Expert: Sherry Wallin - 11/20/2009

Question
Dear Sherry, pls help me with the following problems.

1) How to find the extreme values and test if they are maxima or minima:
z=29-x^2+y^2+m^2

2)Following quadratic form is given. How to express it as a matrix product involving a symmetric coefficient matrix. How to determine if this matrix is positive definite, negative definite, or something else.
q=3a^2-2ab+4ac+5b^2+4c^2-2bc

Answer
for #1 What is m? Is it a variable or a constant? If it is a constant then take the first partial derivatives with respect to each variable, set those equations to zero find their critical values, see what the function is doing (increasing, decreasing etc). You need to find the extreme values of f on the boundary D (which you didn't give me D). Whatever D is, it is bounded by some function or lines and you need to check f at each of the boundaries and whichever (either the critical values or the boundary values are largest/smallest will be your max or min respectively.
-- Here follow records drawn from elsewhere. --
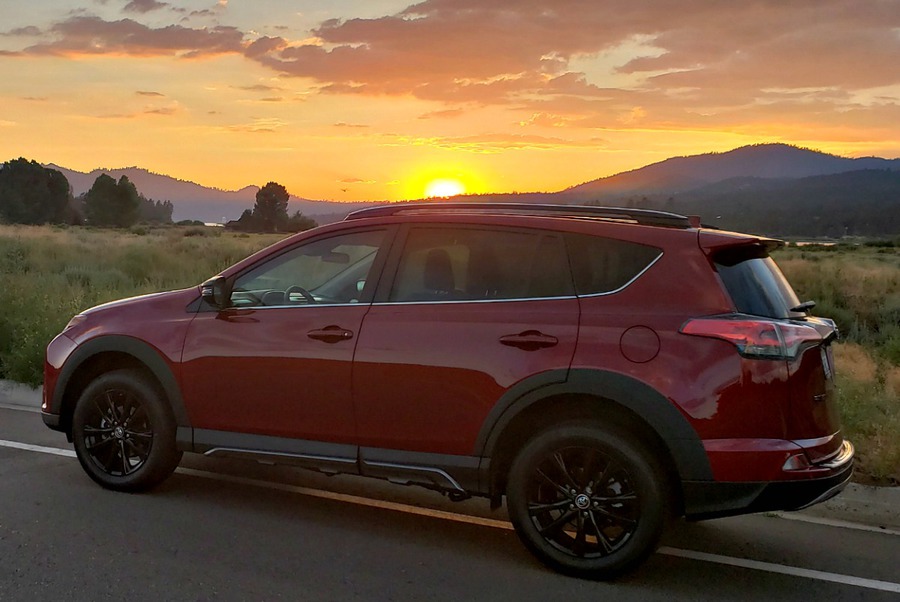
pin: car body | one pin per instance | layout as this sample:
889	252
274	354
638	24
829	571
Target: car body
604	369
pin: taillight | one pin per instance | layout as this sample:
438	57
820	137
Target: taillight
763	339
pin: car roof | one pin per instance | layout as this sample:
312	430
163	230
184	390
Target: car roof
644	217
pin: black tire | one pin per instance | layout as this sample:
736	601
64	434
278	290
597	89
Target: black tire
587	501
124	432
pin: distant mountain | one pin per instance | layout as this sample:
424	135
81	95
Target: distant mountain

#2 we will break this problem into parts and then put it back together
part I:  3a^2-2ab+4ac+5b^2 you need to complete the square using a as your variable and treating bc as constants:

3a^2-2(b-2c)a + 5b^2 = 3(a^2 -(2/3)(b-2c)a)+ 5b^2
= 3(a^2 -(2/3)(b-2c)a + [(-1/3)(b-2c)]^2 + 5b^2 -3[(-1/3)(b-2c)]^2
= 3(a-(1/3)(b-2c))^2 + 5b^2 -(1/9)(b^2-4bc+4c^2)
= 3(a-(1/3)(b-2c))^2 + 5b^2 -(1/3)b^2 + (4/3)bc -(4/3)c^2
= 3(a-(1/3)(b-2c))^2 + (14/3)b^2 + (4/3)bc -(4/3)c^2

Now is the time to add part II: 4c^2-2bc giving us:

3(a-(1/3)(b-2c))^2 + (14/3)b^2 + (4/3)bc -(4/3)c^2 + 4c^2-2bc but now focus on the just the parts with the b's and c's in them:

(14/3)b^2 + (4/3)bc -(4/3)c^2 + 4c^2 -2bc
= (14/3)b^2 -(2/3)bc + (8/3)c^2
= (14/3)(b^2-(1/7)bc ) + (8/3)c^2
= (14/3)(b^2-(1/7)bc + ((-1/14)c)^2) -(14/3)[(1/14)c]^2 + (8/3)c^2
= (14/3)(b^2-(1/14)c))^2 - (1/42)c^2 + (8/3)c^2
= (14/3)(b^2-(1/14)c))^2 + (111/4)c^2

Now you put all the pieces together and get:
q = 3(a-(1/3)(b-2c))^2 + (14/3)(b^2-(1/14)c))^2 + (111/42)c^2
q is now seen to be composed of the sum of 3 squares which will always be positive unless all of a,b,c are zero, meaning the zero vector, so this is positive definite.

Math Prof

I hope there aren't any arithmetical errors, there is a lot of room (places) to make them. One way to check it out is to expand what I have and see if it is the same as what you began with or to try small values for a,b,c in the original and the last and see if they generate the same answer. I used a=b=c=1 and both give me 12 for an answer so it is probably correct arithmetically.